Stage Eighteen: Pau – Hautacam 145.5km
This is the final mountain stage of the race and the last opportunity for riders to gain time ahead of the penultimate stage time trial, or make up for time lost on previous stages, so we should expect fireworks. The first half of the stage is hilly but not overly difficult, once the break goes clear there should be a calm before the storm, a storm that should arrive upon the legendary slopes of the Col du Tourmalet.
The Col du Tourmalet measures in at 17.1km with an average gradient of 7.3%, but that is a little misleading as after a relatively easy beginning to the climb, the gradient rises to a relatively constant 8.4% for the final 11km of the climb. The Tourmalet could easily be the launch pad for attacks from riders desperate to get back into the overall classification, or to salvage their race with a stage win, and good descenders can make full use of the hair-raising descent to carry a useful lead into the final summit finish of the race, the Montée du Hautacam (13.6% at 7.8%).
Where the Tourmalet has a very difficult but relatively constant gradient, Hautacam is a more typical Pyrenean climb with fluctuating gradients throughout and ramps in the 10-11% range. The second half of the climb is the most difficult, with an average gradient of 9.2% in the final 6.6km, setting up an explosive finish to the final mountain stage of the 101st Tour de France.
Stage Nineteen: Maubourguet Pays du Val d’Adour / Bergerac 208.5km
This likely sprint stage has a potential sting in the tail with hills in the final 30km, and the Côte de Monbazillac (1.3km at 7.6%) inside the final 15km. It will be exceedingly difficult for any rider to jump clear on that hill and hold of the chasing pack, but this stage will offer the last opportunity for many teams and riders to salvage something from the race, so they are sure to try and do just that. The hills may also cause problems for a sprinter such as Marcel Kittel (Giant-Shimano) who has been distanced on this kind of finish already this season, opening the door for the other sprinters. There is a right hand bend with 3km to go and a tighter right hand bend shortly after; from there it’s a relatively straightforward road into the final kilometre where there are two left hand corners before the sprinters reach the finishing straight.
Stage Twenty: Bergerac – Périgueux 54km ITT
The solitary time trial of the race comes on the penultimate stage, it’s undulating parcours suits both the GC riders and the time trial specialists. The hills are mostly quite gentle and only the Cöte de Coulounieix Chamiers (1.4km at 6.4%) which comes with 7.5km to go, carries any real difficulty. Given the length of the course, and coming at the end of a tough three weeks of racing, fatigue will have a major influence and the time gaps could be huge. In all likelihood Chris Froome will take a large chunk of time over the majority his rivals on this route, so they need to arrive in Bergerac with a healthy advantage if they are to win the Tour de France.

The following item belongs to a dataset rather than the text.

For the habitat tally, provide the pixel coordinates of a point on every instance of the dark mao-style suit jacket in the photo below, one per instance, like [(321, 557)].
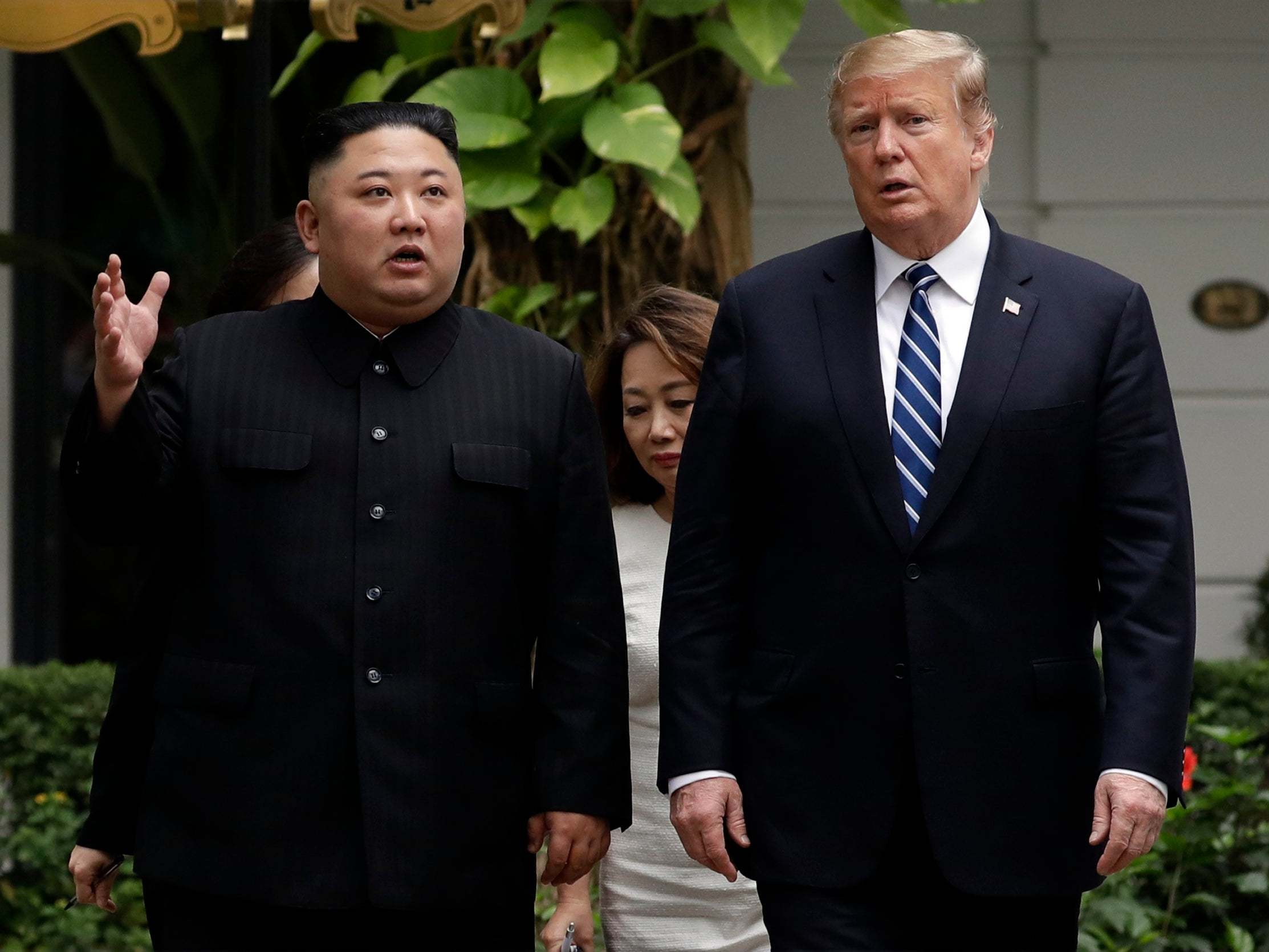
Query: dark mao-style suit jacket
[(368, 539), (811, 644)]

Stage Twenty One: Évry – Paris Champs-Élysées 137.5km
The destination of the Yellow Jersey has been decided and the race will end with the traditional ceremonial entry into Paris, before the most famous sprint finish in the world upon the Champs-Élysées. As usual a number of riders will attack the peloton on the laps in Paris, seeking their moment of fame. Ultimately though, the stage should end with a frantic sprint, as the team’s battle for position before the final bends, and the world’s top sprinters go head to head once again.